Je pense tout simplement qu’il s’agit là d’une question de choix et de compromis. Si en effet la perche apparaît dans le champ de vision du pilote, son étroitesse ne doit pas être un “gros inconvénient”. En revanche, parmi les avantages, je citerai : le coût (moins de mécanismes = moins cher), la maintenance (pas de mécanismes, en dehors du gland), la robustesse (pas de mécanismes, dont moins de contraintes), la fiabilité (encore une fois, pas de mécanismes). On le voit, en retirant la partie mécanique de la perche, on y gagne “beaucoup”, surtout avec un avion qui volera (au moins) 40 ans.
Bien évidemment, je pense que tout pilote répondrait qu’il souhaiterait ne pas avoir cet appendice en visuel (peut-être même l’arceau avant de la verrière, façon F-16).
Encore un fois, c’est une question de choix et de compromis budgétaires.

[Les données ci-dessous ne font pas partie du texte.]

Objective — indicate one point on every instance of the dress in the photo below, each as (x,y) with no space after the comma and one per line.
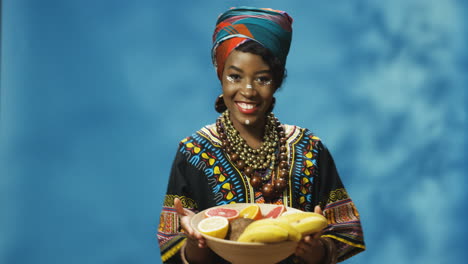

Un exemple parmi tant d’autres : l’échelle intégrée du Rafale M n’existe pas sur la version Air, simplement pour des raisons de coût. Ce choix s’est fait dans les années 90 où l’équipe de marque devait trouver à économiser le moindre “Francs”.
Je voudrai savoir si vous pouvez me trouver un plan, un dessin ou une photo du système d’accroche de la barre de traction du Rafale. Juste au niveau des roues du train avant.
Merci par avance si possible
Bonjour,
Si je comprends bien, je dois avoir ça ici :
https://www.flickr.com/photos/119121725@N06/14228302237/in/album-72157645165475024/
Bonjour,
Je viens de découvrir votre site
Bravo pour toute cette documentation et les explications
Juste une petite remarque sur la dernière étape du catapultage
“Le brin casse en atteignant 35 tonnes de traction.
Le train n’étant alors plus soumis à l’effort de traction…”
Je pense que le train ne se détend que lorsqu’il est relâché par le sabot en bout de pont
Dans les vidéos prises du cockpit, on voit bien la secousse juste avant que l’avion quitte le pont
Cordialement
Bonjour,
Merci pour ces compliments 😉
En effet, la restitution de l’énergie verticale acquise par le train avant s’effectue en bout de course de la catapulte (à l’issue de l’effort de traction).